Sunshines you are not helping.

southeastastra Mon 28-Sep-09 18:24:33

the mother rabbit will be ok, but let her sniff you first. they usually like being stroked on the bit between their eyes, it calms them.

but mine would attack if i touched her back or from above. if i need to pick her up it sometimes helps if i cover her eyes!

cornsilk Mon 28-Sep-09 18:26:46

Oh I do that as well SEA! My bunny also loves being stroked there. We are a pair of rabbit whisperers I think.

Northernlurker Mon 28-Sep-09 18:34:55

Jumente if you are still reading - at the end of a day with lots of things changing and new stuff happening and the kids running round like mad things I bet you are a bit grouchy. Same for your mummy rabbit - animals get stressed too. She won't hold it aginst you though - just take things slow and steady as others have suggested.

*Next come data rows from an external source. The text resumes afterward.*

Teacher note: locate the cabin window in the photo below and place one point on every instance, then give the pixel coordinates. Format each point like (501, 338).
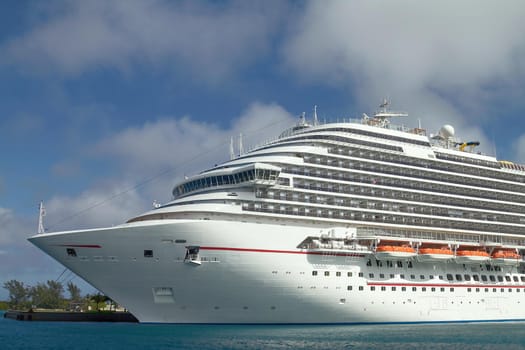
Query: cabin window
(71, 252)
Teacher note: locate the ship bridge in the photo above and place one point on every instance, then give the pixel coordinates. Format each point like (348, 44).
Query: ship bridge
(252, 174)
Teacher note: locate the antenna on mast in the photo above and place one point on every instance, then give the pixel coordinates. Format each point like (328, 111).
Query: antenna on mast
(41, 214)
(232, 152)
(241, 148)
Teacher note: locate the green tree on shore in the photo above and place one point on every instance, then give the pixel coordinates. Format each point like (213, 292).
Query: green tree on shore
(19, 294)
(48, 295)
(74, 293)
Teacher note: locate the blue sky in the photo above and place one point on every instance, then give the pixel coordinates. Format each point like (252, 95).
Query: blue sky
(119, 100)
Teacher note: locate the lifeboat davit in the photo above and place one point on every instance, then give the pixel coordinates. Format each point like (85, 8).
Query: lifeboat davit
(471, 255)
(392, 251)
(435, 254)
(501, 256)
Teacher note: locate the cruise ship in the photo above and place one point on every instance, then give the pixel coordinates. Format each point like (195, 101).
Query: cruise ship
(353, 222)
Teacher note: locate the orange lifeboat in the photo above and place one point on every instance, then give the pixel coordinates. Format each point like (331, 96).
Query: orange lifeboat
(389, 250)
(505, 256)
(471, 255)
(435, 254)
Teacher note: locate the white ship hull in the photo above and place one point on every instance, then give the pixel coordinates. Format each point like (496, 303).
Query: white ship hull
(254, 273)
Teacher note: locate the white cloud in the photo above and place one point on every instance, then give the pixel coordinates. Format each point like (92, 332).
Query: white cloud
(182, 146)
(209, 39)
(438, 60)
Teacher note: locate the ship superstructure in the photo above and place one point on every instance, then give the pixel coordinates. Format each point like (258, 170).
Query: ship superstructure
(349, 222)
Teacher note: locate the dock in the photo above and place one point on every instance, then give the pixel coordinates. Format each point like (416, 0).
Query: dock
(66, 316)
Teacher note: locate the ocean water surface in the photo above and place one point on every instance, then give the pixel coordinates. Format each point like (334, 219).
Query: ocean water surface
(70, 335)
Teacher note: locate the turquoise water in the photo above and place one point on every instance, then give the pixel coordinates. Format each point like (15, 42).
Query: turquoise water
(64, 335)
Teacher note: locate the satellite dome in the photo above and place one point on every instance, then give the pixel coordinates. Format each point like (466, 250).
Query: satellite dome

Of course you care about the rabbits and the kids are not rabbit savaging horrors! It's a new dynamic in the family and will take a little time to adjust for everybody but it's a really positive thing for your lads to learn to care for animals and they are obviously very keen. It's all good really smile

FernieB Tue 29-Sep-09 08:37:48

Babster is right - female bunnies can be a lot more aggressive than males anyway. She may just be in a mood. I wouldn't worry about what happened with the boys (kids are kids) - I don't think your rabbit will hold it against you. She will get used to the boys. It took ours a while but now whenever my girls pick her up, she just relaxes into it - she soon worked out that they always give her treats.

I've found with our female that she is more aggressive at certain times of the months (she has PMT). She also doesn't like being picked up from above (or at all really), but if you ignore her grunting and pick her up anyway, she'll probably be really lovely and cuddly.

Sounds to me like you've put a lot of thought and work into preparing yourselves for these rabbits. I think they've lucked out with their owners. Enjoy them, don't stress about them - sounds to me like you're doing everything right.

TheBalladofGayTony Tue 29-Sep-09 08:39:24

time for rabbit stew methinks

ChilloHippi Tue 29-Sep-09 08:54:56

You could put bolts on the run to stop the children opening it. That's what I've had to do and it works.
My rabbits (both female, kept separate) both growl occassionnally. In fact, one of them used to hate me and would go for me, growling, but would let DH pick her up. I persevered and she's fine with me now.
I wonder if it is having the mother in with the babies that is a problem?